BIST9.792,32%0,72
USD32.4909%-0.26
EURO34,9552%0.29
ALTIN2.428,75%0.23

Meryem Uzerli’nin evlilik dışı çocuklarına avukatlığa soyunanlar!

Ali Karahasanoğlu

Abone OlGoogle News
19 Eylül 2020 09:41

Haydi diyelim ki, Abdurrahman Dilipak Türkiye Gazeteciler Cemiyeti’ne üye idi, kendisi hakkındaki usulsüz şikayet gerekçe gösterilip, usulsüz şekilde dernekten ihraç kararı verildi.

İyi de..

Benim illegal basın konseyine üyeliğim de yok..

Akit’in üyeliği yok.

Ama adamlar, hem illegal bir konsey kurmuşlar.

Hem de kendi kendilerine yargılama yaparlarken, bir de sözümona hukuka bağlı kalıyormuş gibi görüntüsü vermek için, bizden savunma istiyorlar..

Hafta içinde gelen zarfların içinden çıktı..

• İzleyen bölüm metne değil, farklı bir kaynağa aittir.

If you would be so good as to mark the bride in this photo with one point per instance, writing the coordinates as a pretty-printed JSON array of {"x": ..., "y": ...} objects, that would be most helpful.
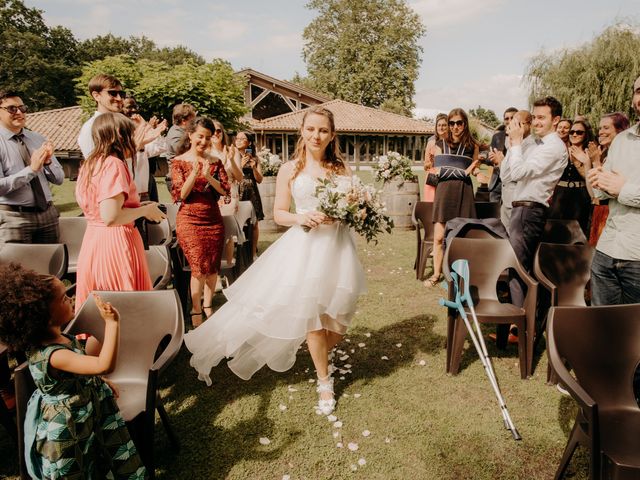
[{"x": 305, "y": 286}]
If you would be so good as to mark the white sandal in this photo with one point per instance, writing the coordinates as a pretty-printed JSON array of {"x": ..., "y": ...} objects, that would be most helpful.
[{"x": 325, "y": 385}]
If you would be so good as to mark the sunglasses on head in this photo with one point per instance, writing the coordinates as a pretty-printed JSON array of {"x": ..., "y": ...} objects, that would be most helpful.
[
  {"x": 117, "y": 93},
  {"x": 13, "y": 109}
]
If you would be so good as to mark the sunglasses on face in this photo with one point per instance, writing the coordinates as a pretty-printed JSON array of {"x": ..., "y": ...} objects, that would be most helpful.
[
  {"x": 117, "y": 93},
  {"x": 13, "y": 109}
]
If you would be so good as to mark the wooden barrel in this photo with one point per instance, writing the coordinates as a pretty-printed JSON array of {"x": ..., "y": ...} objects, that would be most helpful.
[
  {"x": 267, "y": 189},
  {"x": 400, "y": 198}
]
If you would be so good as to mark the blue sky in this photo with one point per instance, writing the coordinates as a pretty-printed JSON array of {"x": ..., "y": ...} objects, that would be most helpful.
[{"x": 475, "y": 51}]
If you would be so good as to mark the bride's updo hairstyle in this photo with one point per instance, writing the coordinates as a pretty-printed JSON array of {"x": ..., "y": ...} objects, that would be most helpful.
[{"x": 332, "y": 159}]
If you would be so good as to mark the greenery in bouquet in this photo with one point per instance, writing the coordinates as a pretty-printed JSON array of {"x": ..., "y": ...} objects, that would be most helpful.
[
  {"x": 359, "y": 206},
  {"x": 393, "y": 166},
  {"x": 270, "y": 162}
]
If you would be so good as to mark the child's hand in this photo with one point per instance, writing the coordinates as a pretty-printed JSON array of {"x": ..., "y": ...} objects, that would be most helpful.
[{"x": 107, "y": 311}]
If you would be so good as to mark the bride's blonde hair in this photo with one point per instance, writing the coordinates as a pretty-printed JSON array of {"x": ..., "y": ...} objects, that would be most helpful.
[{"x": 332, "y": 159}]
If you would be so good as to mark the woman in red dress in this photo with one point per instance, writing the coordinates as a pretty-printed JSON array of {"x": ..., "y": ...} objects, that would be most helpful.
[{"x": 198, "y": 182}]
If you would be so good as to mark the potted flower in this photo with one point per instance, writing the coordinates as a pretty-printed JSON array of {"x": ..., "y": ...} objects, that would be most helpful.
[{"x": 400, "y": 187}]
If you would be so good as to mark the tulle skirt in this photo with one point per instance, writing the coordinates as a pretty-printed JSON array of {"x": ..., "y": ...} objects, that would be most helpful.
[{"x": 304, "y": 282}]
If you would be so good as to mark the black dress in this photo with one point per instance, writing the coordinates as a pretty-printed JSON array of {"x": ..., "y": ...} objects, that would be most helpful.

Açtım, “Sayın Ali İhsan Kabahasanoğlu” diye başlamışlar mektuba..

Tamam dedim.

Dakika bir, gol bir..

Akit Tv, bir harf hatası ile Anıtkabir yerine, maddi hatalı başka bir şey yazınca, kızılca kıyamet koptu da..

Ben de kendi kendime şişinip, “Hop dedik, benim soyadım, yüzyıllardan bu yana gelmiş şekli ile Karahasanoğlu.. Siz kime Kabahasanoğlu diyorsunuz” itirazında mı bulunsam acaba, dedim..

Ama.. Konseyin kendisinden hazzetmiyorum ki, yaptıkları hatayı da düzeltmeye çalışayım..

Buyursunlar, karılı-kocalı Türenç’lerin (Pınar ve Tufan Türenç) bulunduğu, Yazgülü Aldoğan ablaların, TBMM başkanlığı yapmış Hüsamettin Cindoruk’ların, hortumcu Erol Aksoy’un avukatı eski baro başkanı Turgut Kazan’ların, anlı şanlı profesörlerin, Ankara, İstanbul ve İzmir baro başkanlarının yüksek üyelikleri nezdinde, “Karahasanoğlu” yerine, “Kabahasanoğlu” diyerek, benden savunma istesinler..

Ben cevabımı vereyim: Zzzzt, Erenköy..

Cevabı verdim de..

Benden savunma isteyenleri, muhatap bile almadığımı ilan ediyorum da bu koca koca adamların nasıl iş gördüklerini aktarmak için, sizlere de küçük küçük notlar vereyim..

İllegal basın konseyi, demiş ki, “Melike Demirbilek tarafından yapılan şikayet başvurusu ektedir.”

Ekini aradım, taradım, Melike Demirbilek’in bir şikayet dilekçesini bulamadım.

Ama bazı ekler gönderilmiş.

Mesela, Taner Dedeoğlu’nun bir mail dökümü ekinde, gazeteci Hıncal Uluç için yapılan bir şikayet ve savunma isteyen yazı var..

Hatta ekinde, konseyde çalışan bazı kişilerle ilgili biraz da gayrı ahlaki notlar olan bazı belgelerin fotokopileri de var..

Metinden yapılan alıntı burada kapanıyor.